The existence or nonexistence of Doppler signal in the synovium is inevitably a complicated issue. In light of present knowledge it is hard to say that the amount of Doppler signal correlates with the activity of histological synovitis. In other words, an estimation of the inflammatory stage using only the Doppler imaging mode (as nonexistent, mild, moderate, or severe) can be misleading. Detection of Doppler signal in the synovium of a patient is, however, a useful sign because it shows that the patient has some sort of an inflammation (when rare cases such as tumors have been excluded). A positive Doppler signal in the synovium may also enable a prediction of outcome29,30,31, and a diminishing Doppler signal correlates with other markers of healing32. Doppler signal in the synovium is not specific for inflammation. It can also be found in other situations, such as forming fibrosis, as well as in a healthy synovium.

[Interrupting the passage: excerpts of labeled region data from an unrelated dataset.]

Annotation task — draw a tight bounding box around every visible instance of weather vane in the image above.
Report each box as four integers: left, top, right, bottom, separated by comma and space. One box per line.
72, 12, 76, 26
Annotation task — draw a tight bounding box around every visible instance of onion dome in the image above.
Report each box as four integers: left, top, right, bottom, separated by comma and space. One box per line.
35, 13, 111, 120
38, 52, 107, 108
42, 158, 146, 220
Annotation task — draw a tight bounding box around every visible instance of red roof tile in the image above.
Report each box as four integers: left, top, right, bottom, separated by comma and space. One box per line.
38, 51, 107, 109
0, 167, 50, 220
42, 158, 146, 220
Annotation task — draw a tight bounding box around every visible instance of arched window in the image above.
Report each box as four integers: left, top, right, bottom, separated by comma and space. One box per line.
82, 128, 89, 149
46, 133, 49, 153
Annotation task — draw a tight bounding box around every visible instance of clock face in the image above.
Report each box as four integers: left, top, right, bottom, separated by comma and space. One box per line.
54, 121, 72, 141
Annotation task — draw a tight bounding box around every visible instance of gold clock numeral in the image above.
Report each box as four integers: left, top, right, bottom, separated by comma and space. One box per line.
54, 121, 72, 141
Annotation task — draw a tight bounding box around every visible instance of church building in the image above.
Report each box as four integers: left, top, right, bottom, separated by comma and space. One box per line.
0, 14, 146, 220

The goal of current treatment of rheumatoid arthritis is remission33. The lack of Doppler signal in the synovium of a patient does not guarantee that there is no inflammation. In “sonographic remission,” greyscale findings should be normal. We need more research to understand the relationship between the histological inflammation and Doppler signal in the synovium. Perhaps we have concentrated too much on anatomy, i.e., the number of vessels (angiogenesis) in Doppler imaging. Moreover, the regulation of synovial perfusion in relation to Doppler signal deserves attention.